The US Department of Homeland Security (DHS) and the FBI are warning that Russian state-sponsored cyber-attackers are targeting critical infrastructure – and have been for quite some time.
The two agencies issued a joint alert saying that Russian government cyber-actors are actively targeting organizations in the US energy, nuclear, commercial facilities, water, aviation, government and critical manufacturing sectors. They characterized the activity as a “multi-stage intrusion campaign,” where the hackers first targeted peripheral organizations such as trusted third-party suppliers with less secure networks, before pivoting and gaining remote access into energy-sector networks. From there, they conducted network reconnaissance and launched spear-phishing and watering-hole efforts to move laterally and collect information pertaining to industrial control systems (ICS) across industries.

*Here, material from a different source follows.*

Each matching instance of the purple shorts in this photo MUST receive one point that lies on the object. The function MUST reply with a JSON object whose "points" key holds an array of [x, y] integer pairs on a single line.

In all of this, the ultimate goal extends beyond espionage to include gaining access to the human-machine interfaces and other control platforms used to administrate critical infrastructure.
“Yesterday's DHS/FBI alert validates what the ICS community has known for months: Russian cyber-attackers have both the intent and the ability to successfully compromise our critical infrastructure networks, including in our nuclear facilities,” said Phil Neray, vice president of industrial cybersecurity at CyberX, via email. “It's easy to see how Russia could leverage these dangerous footholds to test our red lines and threaten us with sabotage in the event of escalating hostilities, such as new Russian incursions on former Soviet territories."
The activity goes back to at least March 2016, the agencies said, noting that among the APT groups involved are the Dragonfly group, aka Energetic Bear.
The tactics indicate sophistication. “The threat actors appear to have deliberately chosen the organizations they targeted, rather than pursuing them as targets of opportunity,” the alert noted.
“The threat actors sought information on network and organizational design and control system capabilities within organizations," according to the alert. "These tactics are commonly used to collect the information needed for targeted spear-phishing attempts. In some cases, information posted to company websites, especially information that may appear to be innocuous, may contain operationally sensitive information. As an example, the threat actors downloaded a small photo from a publicly accessible human resources page. The image, when expanded, was a high-resolution photo that displayed control systems equipment models and status information in the background.”
Analysis further revealed that the threat actors used compromised staging targets to download the source code for several intended targets’ websites; they also attempted to remotely access infrastructure such as corporate web-based email and virtual private network (VPN) connections. On the watering-hole front, about half of the sites belong to trade publications and informational websites related to process control, ICS or critical infrastructure, which have become victims of code injection.
"We've been tracking Energetic Bear for some time now,” said Yonathan Klijnsma, a threat researcher at digital threat management firm RiskIQ, via email. “As we reported in November, where we showed the entire chain of events for the attack against critical Turkish infrastructure, this group has been targeting individuals with ties to infrastructure companies around the globe with the goal of influencing areas of influence to the Russian Federation. Over the past few years, supply-chain attacks via watering-hole attacks are becoming more and more prevalent and are one of Energetic Bear's favorite tactics."